Rare Functional Variant in TM2D3 is Associated with Late-Onset Alzheimer's Disease.

  • Johanna Jakobsdottir,
  • Sven J van der Lee,
  • Joshua C Bis,
  • Vincent Chouraki,
  • David Li-Kroeger,
  • Shinya Yamamoto,
  • Megan L Grove,
  • Adam Naj,
  • Maria Vronskaya,
  • Jose L Salazar,
  • Anita L DeStefano,
  • Jennifer A Brody,
  • Albert V Smith,
  • Najaf Amin,
  • Rebecca Sims,
  • Carla A Ibrahim-Verbaas,
  • Seung-Hoan Choi,
  • Claudia L Satizabal,
  • Oscar L Lopez,
  • Alexa Beiser,
  • M Arfan Ikram,
  • Melissa E Garcia,
  • Caroline Hayward,
  • Tibor V Varga,
  • Samuli Ripatti,
  • Paul W Franks,
  • Göran Hallmans,
  • Olov Rolandsson,
  • Jan-Håkon Jansson,
  • David J Porteous,
  • Veikko Salomaa,
  • Gudny Eiriksdottir,
  • Kenneth M Rice,
  • Hugo J Bellen,
  • Daniel Levy,
  • Andre G Uitterlinden,
  • Valur Emilsson,
  • Jerome I Rotter,
  • Thor Aspelund,
  • Cohorts for Heart and Aging Research in Genomic Epidemiology consortium,
  • Alzheimer’s Disease Genetic Consortium,
  • Genetic and Environmental Risk in Alzheimer’s Disease consortium,
  • Christopher J O'Donnell,
  • Annette L Fitzpatrick,
  • Lenore J Launer,
  • Albert Hofman,
  • Li-San Wang,
  • Julie Williams,
  • Gerard D Schellenberg,
  • Eric Boerwinkle,
  • Bruce M Psaty,
  • Sudha Seshadri,
  • Joshua M Shulman,
  • Vilmundur Gudnason,
  • Cornelia M van Duijn

DOI
https://doi.org/10.1371/journal.pgen.1006327
Journal volume & issue
Vol. 12, no. 10
p. e1006327

Abstract

Read online

We performed an exome-wide association analysis in 1393 late-onset Alzheimer's disease (LOAD) cases and 8141 controls from the CHARGE consortium.

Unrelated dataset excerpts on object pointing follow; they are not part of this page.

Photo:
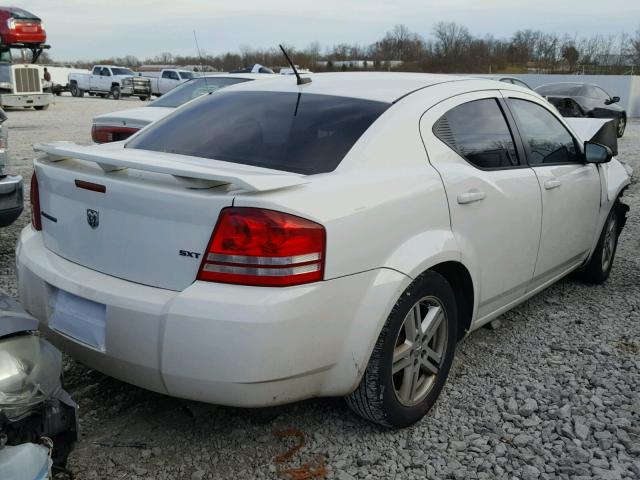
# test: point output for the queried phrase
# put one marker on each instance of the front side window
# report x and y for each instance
(548, 140)
(478, 132)
(289, 131)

We found that a rare variant (P155L) in TM2D3 was enriched in Icelanders (~0.5% versus <0.05% in other European populations). In 433 LOAD cases and 3903 controls from the Icelandic AGES sub-study, P155L was associated with increased risk and earlier onset of LOAD [odds ratio (95% CI) = 7.5 (3.5-15.9), p = 6.6x10-9]. Mutation in the Drosophila TM2D3 homolog, almondex, causes a phenotype similar to loss of Notch/Presenilin signaling. Human TM2D3 is capable of rescuing these phenotypes, but this activity is abolished by P155L, establishing it as a functionally damaging allele. Our results establish a rare TM2D3 variant in association with LOAD susceptibility, and together with prior work suggests possible links to the β-amyloid cascade.